As final result, we end up with triangulated surface meshes for the μCT and OPFOS datasets. These can be further developed into finite-element volume meshes using Amira or other packages. On the website of the Laboratory of BioMedical Physics group, we suggest some powerful and open-source volume generating software, e.g., PreView.
Merging of CT and OPFOS models
All cross sections in a μCT dataset and therefore all models of ME components originating from it are inherently perfectly aligned within the data stack. The OPFOS datasets were focused on the soft tissue by separate ROI recordings. However, parts of the bone are included in the OPFOS ROI recordings as well. The cross sections within each ROI OPFOS data stack are also perfectly aligned, but the resulting mesh models per stack are unrelated to the other OPFOS datasets (because of different ROI zooming and/or other slicing orientation) and unrelated to the CT dataset and models.

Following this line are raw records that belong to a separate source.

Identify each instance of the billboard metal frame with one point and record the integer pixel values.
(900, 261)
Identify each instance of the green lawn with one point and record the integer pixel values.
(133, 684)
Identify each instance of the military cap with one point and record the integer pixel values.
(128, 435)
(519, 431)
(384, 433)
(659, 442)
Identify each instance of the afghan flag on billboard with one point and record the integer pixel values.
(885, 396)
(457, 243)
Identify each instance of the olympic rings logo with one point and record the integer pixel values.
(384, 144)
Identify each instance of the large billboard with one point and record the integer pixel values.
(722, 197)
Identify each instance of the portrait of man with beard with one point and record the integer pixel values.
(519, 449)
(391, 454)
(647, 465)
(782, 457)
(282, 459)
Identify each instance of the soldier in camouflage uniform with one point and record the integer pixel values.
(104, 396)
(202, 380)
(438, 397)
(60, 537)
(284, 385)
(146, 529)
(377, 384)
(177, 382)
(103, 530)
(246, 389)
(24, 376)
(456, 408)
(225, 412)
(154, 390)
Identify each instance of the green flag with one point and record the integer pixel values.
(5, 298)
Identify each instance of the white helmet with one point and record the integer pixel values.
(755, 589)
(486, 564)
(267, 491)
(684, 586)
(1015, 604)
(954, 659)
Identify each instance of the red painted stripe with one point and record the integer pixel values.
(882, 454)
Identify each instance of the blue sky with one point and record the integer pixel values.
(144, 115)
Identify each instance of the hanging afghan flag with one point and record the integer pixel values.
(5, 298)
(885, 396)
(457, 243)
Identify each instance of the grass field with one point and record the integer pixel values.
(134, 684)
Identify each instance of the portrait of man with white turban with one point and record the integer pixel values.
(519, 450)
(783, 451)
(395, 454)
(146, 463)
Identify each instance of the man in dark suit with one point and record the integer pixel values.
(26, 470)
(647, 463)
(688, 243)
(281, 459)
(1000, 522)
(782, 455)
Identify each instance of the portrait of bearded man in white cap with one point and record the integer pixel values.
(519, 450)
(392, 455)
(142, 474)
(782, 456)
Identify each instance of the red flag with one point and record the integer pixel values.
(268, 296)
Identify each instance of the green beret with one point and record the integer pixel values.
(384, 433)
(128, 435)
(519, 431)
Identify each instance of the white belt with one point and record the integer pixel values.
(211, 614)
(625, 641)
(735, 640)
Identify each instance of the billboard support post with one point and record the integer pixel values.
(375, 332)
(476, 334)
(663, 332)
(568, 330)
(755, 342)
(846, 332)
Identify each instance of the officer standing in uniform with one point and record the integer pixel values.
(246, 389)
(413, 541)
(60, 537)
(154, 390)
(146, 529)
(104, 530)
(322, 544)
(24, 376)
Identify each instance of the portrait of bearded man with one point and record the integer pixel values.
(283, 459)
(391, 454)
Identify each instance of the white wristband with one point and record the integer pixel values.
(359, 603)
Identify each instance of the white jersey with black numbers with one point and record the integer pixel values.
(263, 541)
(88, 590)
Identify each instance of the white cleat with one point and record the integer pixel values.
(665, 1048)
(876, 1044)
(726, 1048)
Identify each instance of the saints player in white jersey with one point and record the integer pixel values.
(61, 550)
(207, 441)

To merge the OPFOS data with the μCT data, the μCT dataset was used as a reference. We did not merge the 2D image cross sections, but the 3D mesh models: All partial bone models from ROI OPFOS were three-dimensionally aligned to corresponding parts of the μCT models using an iterative spatial transformation least-squares minimization process of the Amira software package. This process uses the iterative closest point (ICP) algorithm to minimize the difference between two point clouds (e.g., all surface nodes of, respectively, an OPFOS and a μCT mesh model). ICP iteratively revises the spatial transformation (6 degrees of freedom for translation and rotation) needed to minimize the Euclidean distance between the points of two datasets. This concept is referred to as the Procrustes superimposition method: The root mean square (RMS) of the distances between corresponding points of the two surfaces is evaluated. Corresponding point pairs are created by finding the closest point of the reference (μCT) surface mesh for each point of the other (OPFOS) surface mesh. When the two surfaces are identical and perfectly superimposed, the RMS of all corresponding point distances will be zero. In the case of the OPFOS versus the μCT stapes model for instance, we obtained a root mean square difference of 17 μm (or two μCT voxels). After obtaining such a good match between the OPFOS and μCT bone model, we applied the same spatial transformation to the OPFOS soft tissue mesh(es) from that OPFOS dataset. In this way, all OPFOS datasets were combined with μCT data into one model.